Le gouvernement n’a pas protégé les victimes de la traite de poursuites judiciaires engagées pour des actes illicites commis en conséquence directe d’avoir fait l’objet de la traite des personnes. Des ONG, des ambassades étrangères et des associations de la société civile ont signalé que, même si les descentes de police dans les communautés migrantes dans le nord et les refoulements vers l’Algérie ont diminué en 2014, les autorités ont continué à faire des rafles, arrêter, détenir et expulser des migrants étrangers en situation irrégulière, y compris des victimes de la traite. Les autorités marocaines n’ont pas cherché à identifier les victimes potentielles de la traite parmi ceux qui avaient été arrêtés et expulsés ; elles ont plutôt souvent traité les victimes étrangères de sexe masculin surtout comme des migrants illicites. De plus, en 2014, les médias, les organisations internationales et la société civile ont souvent fait état de violences – allant de l’expulsion à la mort – à l’encontre de migrants subsahariens, y compris de victimes potentielles de la traite, perpétrées par des agents publics marocains et espagnols le long des frontières des enclaves espagnoles de Melilla et Ceuta. Il existe des dispositions juridiques pour prévenir l’expulsion des victimes étrangères de la traite vers des pays où elles pourraient subir des représailles ou des préjudices.
PRÉVENTION
Le gouvernement a fait quelques progrès pour empêcher la traite des personnes. En décembre 2014, il a adopté une stratégie nationale de la migration et de l’asile, qui comprenait des mesures de lutte contre la traite des personnes. Il a également élaboré un plan d’action national de lutte contre la traite des personnes, qui comprenait un engagement à finaliser et adopter une loi contre la traite des personnes, élaborer des mesures de protection des victimes, donner une formation sur la lutte contre la traite des personnes aux agents publics et investir dans des campagnes de prévention. En 2014, le gouvernement n’a pas organisé de campagnes de sensibilisation sur la traite des personnes, mais, en coordination avec une organisation internationale, il a entamé une étude au sujet de la traite des personnes au Maroc. Le ministère de l’Emploi et des affaires sociales a mené 312 inspections du travail et identifié des centaines d’enfants travailleurs au premier trimestre 2014, mais les inspecteurs n’ont pas identifié de victimes de la traite parmi eux.
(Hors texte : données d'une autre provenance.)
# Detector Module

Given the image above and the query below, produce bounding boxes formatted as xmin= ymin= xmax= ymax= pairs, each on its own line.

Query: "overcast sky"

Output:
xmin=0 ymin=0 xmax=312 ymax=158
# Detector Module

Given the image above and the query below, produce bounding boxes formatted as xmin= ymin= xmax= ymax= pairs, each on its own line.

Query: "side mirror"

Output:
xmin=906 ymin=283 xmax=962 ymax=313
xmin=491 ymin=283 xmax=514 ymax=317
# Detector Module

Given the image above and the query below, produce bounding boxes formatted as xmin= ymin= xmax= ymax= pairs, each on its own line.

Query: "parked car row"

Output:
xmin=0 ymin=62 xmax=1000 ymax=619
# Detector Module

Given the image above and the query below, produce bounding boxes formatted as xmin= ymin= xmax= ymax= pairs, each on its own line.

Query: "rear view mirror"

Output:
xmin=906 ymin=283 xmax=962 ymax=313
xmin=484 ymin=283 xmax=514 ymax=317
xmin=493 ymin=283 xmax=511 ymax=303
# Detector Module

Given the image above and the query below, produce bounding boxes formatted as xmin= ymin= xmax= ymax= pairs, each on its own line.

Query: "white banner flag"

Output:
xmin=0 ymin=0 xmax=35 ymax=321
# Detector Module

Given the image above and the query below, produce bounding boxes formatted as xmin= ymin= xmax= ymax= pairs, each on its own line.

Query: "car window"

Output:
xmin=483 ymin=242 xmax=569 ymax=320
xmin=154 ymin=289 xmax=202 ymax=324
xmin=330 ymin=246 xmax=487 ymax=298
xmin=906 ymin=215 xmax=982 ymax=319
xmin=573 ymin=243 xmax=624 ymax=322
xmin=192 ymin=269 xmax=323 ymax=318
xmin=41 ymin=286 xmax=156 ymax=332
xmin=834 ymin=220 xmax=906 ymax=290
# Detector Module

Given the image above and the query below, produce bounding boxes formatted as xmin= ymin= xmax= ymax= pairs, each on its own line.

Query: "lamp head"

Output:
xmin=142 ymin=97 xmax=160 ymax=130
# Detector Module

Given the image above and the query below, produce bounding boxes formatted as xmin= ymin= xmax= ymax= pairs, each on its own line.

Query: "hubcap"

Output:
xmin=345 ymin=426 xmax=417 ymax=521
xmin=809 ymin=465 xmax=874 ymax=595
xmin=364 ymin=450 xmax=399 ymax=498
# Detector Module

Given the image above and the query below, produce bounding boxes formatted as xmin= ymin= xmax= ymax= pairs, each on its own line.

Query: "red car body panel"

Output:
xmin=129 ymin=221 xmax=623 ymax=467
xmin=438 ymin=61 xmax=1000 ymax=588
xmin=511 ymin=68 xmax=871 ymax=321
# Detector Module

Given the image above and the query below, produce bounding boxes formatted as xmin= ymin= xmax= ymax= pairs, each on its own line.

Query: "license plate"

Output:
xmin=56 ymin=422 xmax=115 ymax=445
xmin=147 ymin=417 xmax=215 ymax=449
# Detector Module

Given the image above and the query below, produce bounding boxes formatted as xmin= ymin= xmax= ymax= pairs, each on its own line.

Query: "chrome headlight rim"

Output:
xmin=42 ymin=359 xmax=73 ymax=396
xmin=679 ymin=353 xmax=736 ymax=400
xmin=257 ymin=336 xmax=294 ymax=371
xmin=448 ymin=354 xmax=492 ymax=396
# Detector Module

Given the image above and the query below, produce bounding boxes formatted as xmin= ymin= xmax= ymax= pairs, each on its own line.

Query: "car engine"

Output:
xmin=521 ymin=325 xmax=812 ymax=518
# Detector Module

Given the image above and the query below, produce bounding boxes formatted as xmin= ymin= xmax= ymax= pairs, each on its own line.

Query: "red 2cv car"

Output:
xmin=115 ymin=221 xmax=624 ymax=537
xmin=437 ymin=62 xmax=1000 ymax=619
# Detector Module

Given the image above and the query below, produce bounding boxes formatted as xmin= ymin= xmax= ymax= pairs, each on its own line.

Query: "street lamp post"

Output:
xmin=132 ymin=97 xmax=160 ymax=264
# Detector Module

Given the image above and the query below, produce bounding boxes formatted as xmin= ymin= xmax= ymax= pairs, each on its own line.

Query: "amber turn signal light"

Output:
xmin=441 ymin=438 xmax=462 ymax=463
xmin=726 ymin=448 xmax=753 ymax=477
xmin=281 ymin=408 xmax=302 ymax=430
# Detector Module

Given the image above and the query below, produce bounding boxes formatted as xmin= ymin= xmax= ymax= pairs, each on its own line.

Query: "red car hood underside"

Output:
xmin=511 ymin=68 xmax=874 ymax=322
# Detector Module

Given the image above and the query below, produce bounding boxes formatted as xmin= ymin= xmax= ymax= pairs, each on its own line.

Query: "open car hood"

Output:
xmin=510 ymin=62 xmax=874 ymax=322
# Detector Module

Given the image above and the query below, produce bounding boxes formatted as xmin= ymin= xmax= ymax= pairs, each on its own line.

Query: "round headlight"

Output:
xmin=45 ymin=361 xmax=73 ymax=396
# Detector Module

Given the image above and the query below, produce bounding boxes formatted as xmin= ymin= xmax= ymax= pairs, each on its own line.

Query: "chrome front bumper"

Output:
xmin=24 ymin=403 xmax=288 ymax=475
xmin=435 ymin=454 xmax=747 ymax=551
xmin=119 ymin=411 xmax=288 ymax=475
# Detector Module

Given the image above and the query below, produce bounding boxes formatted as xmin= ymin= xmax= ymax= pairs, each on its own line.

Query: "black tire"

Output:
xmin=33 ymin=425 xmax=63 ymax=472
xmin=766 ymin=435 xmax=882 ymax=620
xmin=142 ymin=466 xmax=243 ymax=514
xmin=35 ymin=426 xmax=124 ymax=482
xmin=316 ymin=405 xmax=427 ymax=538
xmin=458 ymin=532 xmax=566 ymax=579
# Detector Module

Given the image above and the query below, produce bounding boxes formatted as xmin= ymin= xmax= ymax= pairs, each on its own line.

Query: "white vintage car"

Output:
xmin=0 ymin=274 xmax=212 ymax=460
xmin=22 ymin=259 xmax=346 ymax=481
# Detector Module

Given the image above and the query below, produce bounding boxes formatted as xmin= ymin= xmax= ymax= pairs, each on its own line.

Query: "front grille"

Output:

Les inspecteurs ont continué d’être entravés par le manque de personnel et ils n’avaient pas l’autorisation légale de pénétrer chez les particuliers, ce qui les empêchait d’identifier des enfants ou des adultes assujettis à la servitude domestique. Le gouvernement a indiqué avoir mené un nombre inconnu d’inspections de bureaux de placement privés qui ne respectaient pas les règlements en matière d’emploi, mais il n’a pas donné d’informations sur les résultats de ces inspections. Il a pris des mesures pour réduire la demande d’actes sexuels tarifés et de tourisme sexuel infantile au moyen de sa « Politique publique intégrée de protection de l’enfance », dont l’objectif est d’améliorer le cadre juridique de la protection des mineurs en incluant la mise en œuvre de sanctions pénales pour le recrutement d’enfants en ligne à des fins d’exploitation sexuelle et le tourisme sexuel. En outre, le gouvernement a continué de travailler avec l’industrie du tourisme pour empêcher l’exploitation sexuelle des enfants. Il donnerait à son personnel diplomatique une formation sur les droits de l’homme comprenant des questions relatives au droit du travail et à la traite des personnes. Il a fourni une formation sur la question de l’exploitation sexuelle, mais pas spécifiquement la traite des personnes, aux soldats marocains avant leur déploiement à l’étranger dans le cadre de missions de maintien de la paix de l’ONU.